Summary: This sermon looks at the Israelites' "return to worship" after the exile. Makes a great sermon for returning to worship, and for adjusting to changes in this new world and setting.

A few weeks ago, I was able to go back to Illinois and to see my brother confirmed. Before the service, it was nice to walk around and to visit the church I used to call “home.” There’s something nice and nostagilc about being back in places like that. I often see it here at Christmas and Easter when people roam the hall looking at the old Confirmation pictures. As I was recalling memories that morning, one memory popped into my head as I looked out the hallway window. It was an event that happened about 18 years ago at this point, just right outside it. It was when the congregation broke ground to celebrate the new sanctuary that would be built. I was one of the people chosen to help do that, and I remember my grandmother getting me a grey Ralph Lauren Polo to wear for it. That bright sunny day was a moment of great celebration and excitement. A new chapter was before us as a congregation. In our Old Testament text, we see a very similar event and celebration: the people celebrating the laying of the foundation for the temple that would be rebuilt. As we look at this text this morning, and as we dive deeper into it, we see how relevant and applicable this text still is for our lives some 2,500 years later!

In 2010, I had the chance to go to Germany, and one of the places that I went to was Dresden.
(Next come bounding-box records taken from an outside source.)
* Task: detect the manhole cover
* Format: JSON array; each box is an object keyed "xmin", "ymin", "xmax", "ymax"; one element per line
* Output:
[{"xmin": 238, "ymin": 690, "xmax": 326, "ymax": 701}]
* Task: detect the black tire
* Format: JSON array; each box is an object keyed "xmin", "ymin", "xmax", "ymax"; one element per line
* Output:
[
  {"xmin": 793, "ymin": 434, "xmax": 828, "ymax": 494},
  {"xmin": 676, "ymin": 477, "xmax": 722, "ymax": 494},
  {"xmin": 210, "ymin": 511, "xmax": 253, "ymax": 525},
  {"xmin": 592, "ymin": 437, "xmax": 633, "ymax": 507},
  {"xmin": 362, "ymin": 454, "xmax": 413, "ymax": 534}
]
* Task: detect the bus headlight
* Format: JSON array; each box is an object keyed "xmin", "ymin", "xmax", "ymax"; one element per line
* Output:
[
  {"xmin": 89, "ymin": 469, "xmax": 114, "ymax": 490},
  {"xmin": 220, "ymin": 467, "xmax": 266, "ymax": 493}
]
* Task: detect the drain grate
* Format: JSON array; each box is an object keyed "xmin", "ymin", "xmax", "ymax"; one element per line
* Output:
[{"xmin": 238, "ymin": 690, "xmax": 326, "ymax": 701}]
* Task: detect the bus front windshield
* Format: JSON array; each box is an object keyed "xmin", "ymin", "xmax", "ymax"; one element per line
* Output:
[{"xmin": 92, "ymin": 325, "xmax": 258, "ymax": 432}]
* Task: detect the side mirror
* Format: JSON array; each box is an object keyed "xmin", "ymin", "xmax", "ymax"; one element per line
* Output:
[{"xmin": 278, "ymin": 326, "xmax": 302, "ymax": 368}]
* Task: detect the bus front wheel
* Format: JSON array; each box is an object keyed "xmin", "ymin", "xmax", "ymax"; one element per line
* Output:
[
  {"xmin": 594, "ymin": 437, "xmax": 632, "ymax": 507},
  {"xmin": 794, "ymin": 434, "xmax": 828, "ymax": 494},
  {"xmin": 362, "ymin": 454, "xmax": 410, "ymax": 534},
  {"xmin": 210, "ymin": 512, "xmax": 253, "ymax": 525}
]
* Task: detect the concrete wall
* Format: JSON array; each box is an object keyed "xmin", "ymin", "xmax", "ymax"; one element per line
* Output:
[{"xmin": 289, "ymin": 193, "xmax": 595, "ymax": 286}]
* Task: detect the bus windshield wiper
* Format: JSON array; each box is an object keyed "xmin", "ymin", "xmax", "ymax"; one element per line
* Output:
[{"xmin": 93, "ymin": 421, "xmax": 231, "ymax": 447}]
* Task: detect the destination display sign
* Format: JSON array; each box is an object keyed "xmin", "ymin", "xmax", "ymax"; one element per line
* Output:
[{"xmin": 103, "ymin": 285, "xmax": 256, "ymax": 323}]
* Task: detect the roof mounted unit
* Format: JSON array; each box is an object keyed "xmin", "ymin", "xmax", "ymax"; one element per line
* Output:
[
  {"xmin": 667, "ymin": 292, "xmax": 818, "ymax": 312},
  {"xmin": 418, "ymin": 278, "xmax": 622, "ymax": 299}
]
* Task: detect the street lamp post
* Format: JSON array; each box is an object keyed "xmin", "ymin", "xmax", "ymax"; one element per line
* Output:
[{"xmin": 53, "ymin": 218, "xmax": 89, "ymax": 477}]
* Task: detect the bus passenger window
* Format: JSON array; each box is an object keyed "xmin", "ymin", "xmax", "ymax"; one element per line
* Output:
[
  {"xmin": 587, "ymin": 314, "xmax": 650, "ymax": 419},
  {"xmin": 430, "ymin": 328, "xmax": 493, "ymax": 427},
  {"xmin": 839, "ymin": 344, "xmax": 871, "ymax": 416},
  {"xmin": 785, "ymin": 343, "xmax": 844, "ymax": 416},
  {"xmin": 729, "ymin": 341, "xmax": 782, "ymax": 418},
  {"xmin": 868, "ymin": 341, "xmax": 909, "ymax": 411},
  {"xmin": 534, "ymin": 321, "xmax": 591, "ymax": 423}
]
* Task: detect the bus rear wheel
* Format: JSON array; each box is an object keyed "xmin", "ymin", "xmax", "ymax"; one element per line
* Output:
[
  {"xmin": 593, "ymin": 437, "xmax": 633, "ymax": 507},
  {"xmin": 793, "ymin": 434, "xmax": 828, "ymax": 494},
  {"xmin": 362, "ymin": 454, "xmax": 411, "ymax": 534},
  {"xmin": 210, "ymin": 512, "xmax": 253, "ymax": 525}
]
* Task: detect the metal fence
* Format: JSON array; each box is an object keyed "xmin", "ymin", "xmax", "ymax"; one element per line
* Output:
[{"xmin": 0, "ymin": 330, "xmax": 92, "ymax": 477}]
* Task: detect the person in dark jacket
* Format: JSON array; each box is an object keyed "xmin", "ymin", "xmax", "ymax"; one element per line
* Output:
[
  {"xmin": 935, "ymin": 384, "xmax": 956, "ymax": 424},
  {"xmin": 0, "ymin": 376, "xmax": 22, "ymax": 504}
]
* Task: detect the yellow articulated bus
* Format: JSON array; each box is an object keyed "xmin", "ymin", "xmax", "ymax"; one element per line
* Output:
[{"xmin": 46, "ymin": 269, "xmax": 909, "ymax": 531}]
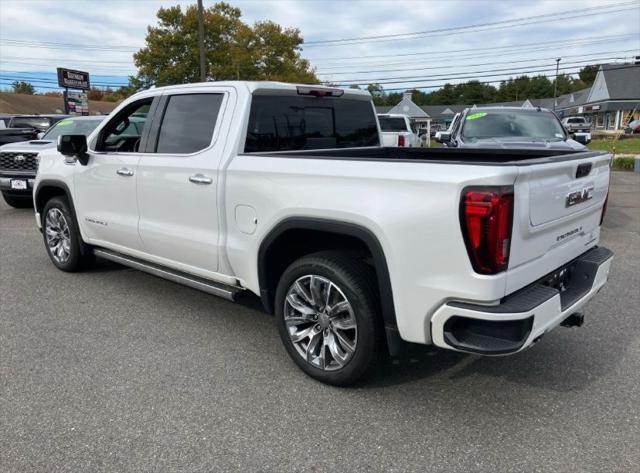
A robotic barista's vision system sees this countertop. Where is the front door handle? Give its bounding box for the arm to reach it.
[116,168,133,177]
[189,174,213,184]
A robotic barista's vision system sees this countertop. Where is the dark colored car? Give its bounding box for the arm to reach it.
[0,116,104,208]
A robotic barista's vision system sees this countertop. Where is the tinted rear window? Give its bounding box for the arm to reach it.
[156,94,222,154]
[244,95,379,153]
[378,117,407,131]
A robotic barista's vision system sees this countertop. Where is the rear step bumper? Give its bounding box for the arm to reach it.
[431,247,613,355]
Dresden is an important cultural city in Germany, and one of the country’s largest. In World War II, it was controversially bombed and destroyed, and then occupied by the Soviets after the war. As we drove into the city, I was intrigued by what I saw. There were still ruins there some 65 years later! I saw the remains of bombed and burned buildings in the midst of overgrowth and unkept plant life. I couldn’t believe that they hadn’t cleared it out after all these years.
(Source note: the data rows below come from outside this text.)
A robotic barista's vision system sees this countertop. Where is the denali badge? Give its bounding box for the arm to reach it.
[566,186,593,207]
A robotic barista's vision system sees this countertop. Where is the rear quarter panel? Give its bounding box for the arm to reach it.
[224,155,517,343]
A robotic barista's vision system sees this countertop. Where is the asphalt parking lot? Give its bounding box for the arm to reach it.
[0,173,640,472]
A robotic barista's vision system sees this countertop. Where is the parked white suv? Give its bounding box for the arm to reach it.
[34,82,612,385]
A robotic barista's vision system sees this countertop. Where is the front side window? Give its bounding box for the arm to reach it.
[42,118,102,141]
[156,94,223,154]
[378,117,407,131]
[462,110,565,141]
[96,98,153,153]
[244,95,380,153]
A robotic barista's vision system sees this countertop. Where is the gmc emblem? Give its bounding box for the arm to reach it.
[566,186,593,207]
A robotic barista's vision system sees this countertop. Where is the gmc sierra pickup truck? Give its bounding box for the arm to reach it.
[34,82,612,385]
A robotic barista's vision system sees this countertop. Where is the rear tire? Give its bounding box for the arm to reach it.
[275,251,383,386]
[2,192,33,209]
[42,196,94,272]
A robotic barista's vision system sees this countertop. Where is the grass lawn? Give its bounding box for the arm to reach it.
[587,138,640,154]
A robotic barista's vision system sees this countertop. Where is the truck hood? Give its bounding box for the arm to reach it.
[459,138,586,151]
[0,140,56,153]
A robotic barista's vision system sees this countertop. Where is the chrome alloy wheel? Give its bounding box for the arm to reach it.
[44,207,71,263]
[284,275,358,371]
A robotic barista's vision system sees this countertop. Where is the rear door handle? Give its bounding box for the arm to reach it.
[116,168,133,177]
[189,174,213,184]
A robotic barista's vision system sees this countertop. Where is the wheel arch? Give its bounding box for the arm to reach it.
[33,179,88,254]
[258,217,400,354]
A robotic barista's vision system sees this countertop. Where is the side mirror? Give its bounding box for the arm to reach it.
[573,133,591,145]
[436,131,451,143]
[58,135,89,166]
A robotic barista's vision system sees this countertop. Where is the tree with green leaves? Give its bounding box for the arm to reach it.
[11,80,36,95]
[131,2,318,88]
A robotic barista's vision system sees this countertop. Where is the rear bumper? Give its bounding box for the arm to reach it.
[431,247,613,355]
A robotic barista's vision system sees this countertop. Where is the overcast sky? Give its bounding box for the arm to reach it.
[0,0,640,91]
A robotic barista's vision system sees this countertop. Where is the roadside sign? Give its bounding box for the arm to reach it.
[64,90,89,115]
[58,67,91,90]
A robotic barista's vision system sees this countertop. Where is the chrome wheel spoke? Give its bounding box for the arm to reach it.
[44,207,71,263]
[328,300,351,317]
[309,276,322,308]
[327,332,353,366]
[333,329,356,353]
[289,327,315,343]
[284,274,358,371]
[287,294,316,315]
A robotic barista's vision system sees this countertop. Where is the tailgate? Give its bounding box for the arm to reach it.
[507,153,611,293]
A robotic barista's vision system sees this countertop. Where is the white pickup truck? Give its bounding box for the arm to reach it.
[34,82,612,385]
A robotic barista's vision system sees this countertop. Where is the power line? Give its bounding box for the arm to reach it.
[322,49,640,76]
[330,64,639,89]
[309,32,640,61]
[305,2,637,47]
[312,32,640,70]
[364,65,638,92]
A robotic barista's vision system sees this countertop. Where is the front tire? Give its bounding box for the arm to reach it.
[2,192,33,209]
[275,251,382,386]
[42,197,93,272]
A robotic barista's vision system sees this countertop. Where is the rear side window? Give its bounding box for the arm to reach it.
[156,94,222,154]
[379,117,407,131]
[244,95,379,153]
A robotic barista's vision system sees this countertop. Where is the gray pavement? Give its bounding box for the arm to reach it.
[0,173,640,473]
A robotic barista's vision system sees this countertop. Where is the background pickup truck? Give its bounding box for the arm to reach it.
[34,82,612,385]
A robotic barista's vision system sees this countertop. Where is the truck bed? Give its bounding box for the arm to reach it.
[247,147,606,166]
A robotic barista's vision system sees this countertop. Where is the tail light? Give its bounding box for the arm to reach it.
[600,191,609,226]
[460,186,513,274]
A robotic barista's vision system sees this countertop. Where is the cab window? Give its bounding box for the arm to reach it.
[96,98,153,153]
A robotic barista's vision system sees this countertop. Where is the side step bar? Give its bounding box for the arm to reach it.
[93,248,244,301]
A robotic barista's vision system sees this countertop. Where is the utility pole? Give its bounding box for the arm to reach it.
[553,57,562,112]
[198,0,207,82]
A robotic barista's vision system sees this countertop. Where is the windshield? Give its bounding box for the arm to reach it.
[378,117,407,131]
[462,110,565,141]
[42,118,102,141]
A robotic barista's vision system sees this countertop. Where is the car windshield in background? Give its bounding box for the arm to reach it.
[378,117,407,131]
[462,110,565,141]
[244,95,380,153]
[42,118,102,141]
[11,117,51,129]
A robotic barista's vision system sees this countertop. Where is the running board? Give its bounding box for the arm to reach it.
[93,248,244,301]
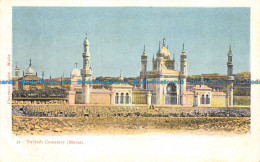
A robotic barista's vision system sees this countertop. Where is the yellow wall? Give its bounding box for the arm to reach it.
[90,92,110,105]
[211,95,226,106]
[132,90,147,104]
[185,94,194,106]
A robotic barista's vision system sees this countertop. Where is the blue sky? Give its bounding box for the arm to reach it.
[12,7,250,78]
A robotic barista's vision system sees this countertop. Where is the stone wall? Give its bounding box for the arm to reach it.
[90,89,111,105]
[12,105,250,117]
[132,90,147,104]
[211,94,226,106]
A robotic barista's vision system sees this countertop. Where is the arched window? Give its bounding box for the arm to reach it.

This is Jerusalem and Judah. Jerusalem and Judah had been captured and destroyed for a third and final time in 587 B. C. Solomon’s temple had been looted and destroyed. Anything of value in it had been carried off to Babylon. The city was burned, homes and palaces were leveled. The important city wall was torn down, and the gates charred and smashed. The people were exiled and sent over hundreds of miles away. This was 587 B. C.

In our text, which takes place 50 years later in April or May of 536, things aren’t much different. Jerusalem and Judah are still in shambles and ruin. The gates are still unhinged and collapsed. The wall is still down. Parts of the city are still impassible (and will be for the next 100 years until Nehemiah comes!). The country and city is still in ruins. They are still conquered. They are still mocked and scorned among the nations. They are in economic ruin, social disarray, and on the verge of spiritual collapse. Their world and home is forever changed. To use the phrase of the age, this is their new “normal.” Their lives are in ruins.

We know all about ruins, don’t we? Our lives aren’t that much different than the people of Judah. We know social ruins, don’t we? We have been isolated and lonely over the last few months, separated from the ones we love and the friends we hold dear. Hugs pose a health risk, and hand shakes are a cultural no. Things like the State fair, vacations, festivals, fireworks, concerts, and carnivals are canceled. We know social ruin.

Like them, we know economic ruin. Businesses are closed, profits are down, jobs are lost; some maybe forever! We know health ruins, too. Maybe your health has been crumbling during this pandemic. Perhaps symptoms have exacerbated, maybe you can’t see the doctor right now. Maybe your mental health is beginning to teeter and totter from the stress and uncertainty of it! And there can be spiritual ruins, too. Our faith can be shaken and weakened in the face of disappointment or unanswered prayers. It can feel fatigued, or hungry during this time of pandemic. We know all about ruins. So, what do we do? What did the people of Judah do?

King Cyrus gave a decree that allowed people to return back to the country and to rebuild the temple, and to rebuild their home. So, the people rebuilt, and rebuild they did. And first things first, to rebuild the temple, they needed to relay the foundation. The appointed Levites, Jeshua, Kadmiel, and others, supervised this important work. Once it was done, they had a celebration. The people of Judah rebuilt, and started with the foundation.

When our lives and worlds are in ruins, we, too, start with and build on the foundation. What do we build with? Simple. There are two stones. The first is God’s Word. God’s Word is the source of truth and knowledge in this world. It is powerful. God’s Word contains His promises, promises like God does all things for our good, promises like we are forgiven, loved, and cared for by God. God’s Word directs, empowers, enlightens, gives life, sustains faith, and nourishes it. Jesus describes this foundation by saying, “Everyone then who hears these words of mine and does them will be like a wise man who built his house on the rock. And the rain fell, and the floods came, and the winds blew and beat on that house, but it did not fall, because it had been founded on the rock.” This foundation block will last.